How much good news can one country handle?
If you work in the German Ministry of Finance—the Bundesfinanzministerium—you might be wondering that at the moment.
This morning the average yield on German sovereign debt turned negative for the first time ever.
This wasn't the only good news today.
The German economy is built on manufacturing, and it is by far the largest car builder in the euro area.
So data released this morning showing that European car sales were up 11 percent in March, the fastest growth in 15 months, is certainly welcome.
That is not to say the German export sector has been waiting on tenterhooks for an increase in European car sales for a boost; Germany has been running a positive trade balance for decades.
Unemployment is at an all-time low, and employment in the economy has never been higher.
Which is great for the German economy. Even better, it has the added benefit of a falling currency.
Importantly for Germany, it has managed all this without stoking inflation.
With this background, it should come as no surprise that Germany is determined (and able) to balance its budget.
So no shortage of customers, no shortage of jobs for its citizens, and no shortage of revenue.

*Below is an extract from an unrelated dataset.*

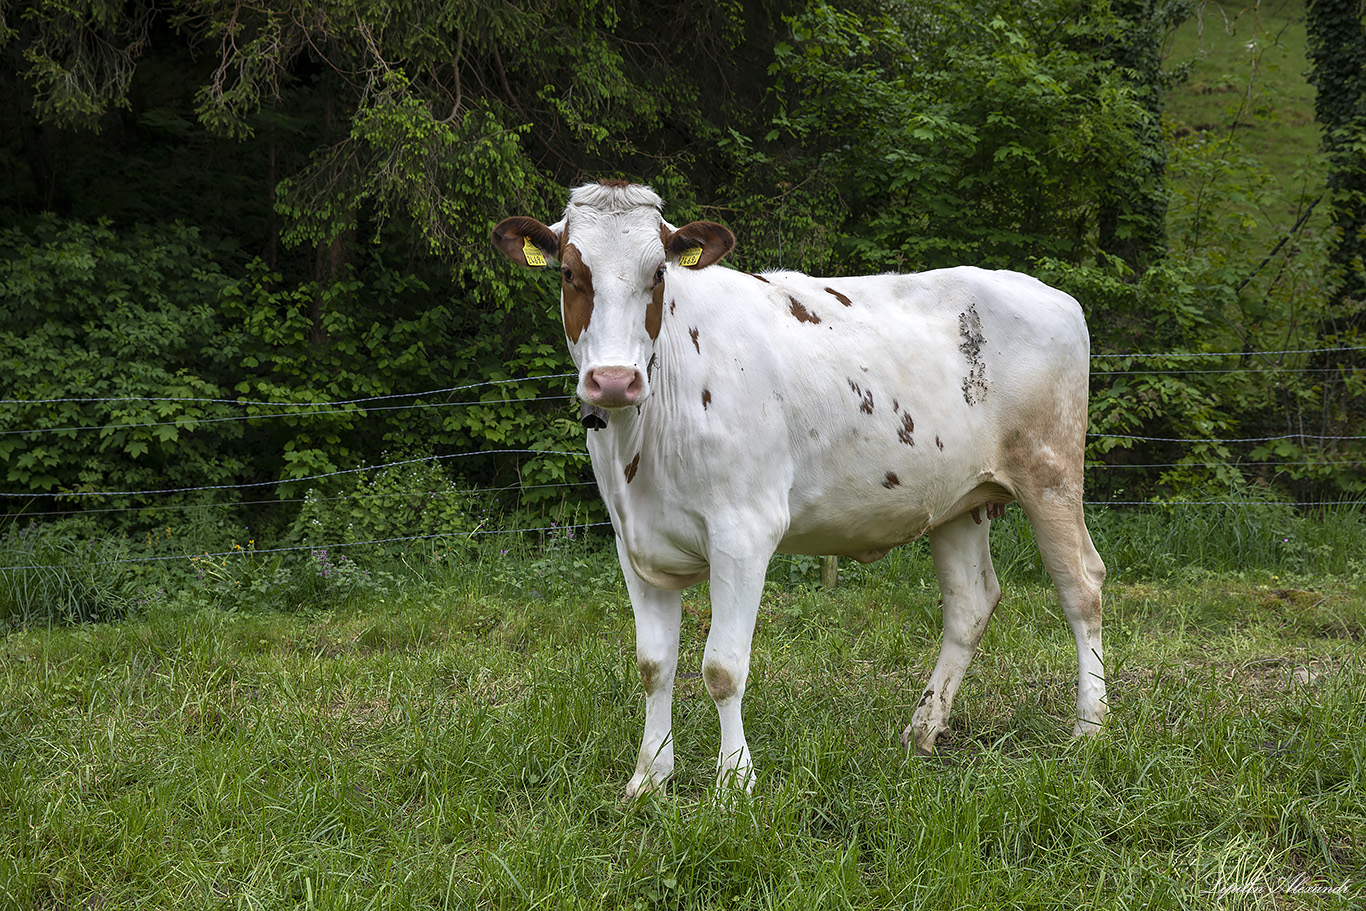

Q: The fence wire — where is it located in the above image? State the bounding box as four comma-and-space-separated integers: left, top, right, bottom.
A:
1, 346, 1362, 572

Has any country ever had it so good?
In fact, as projections released by Eurostat this morning show that the only thing Germany is likely to have a shortage of soon is Germans.
Germany currently has the lowest proportion of population under the age of 15 of any country in the European Union, and Eurostat's projections indicate that will continue to be the case for the foreseeable future.
The Bundesfinanzministerium, however, may view that as a problem outside their remit to solve.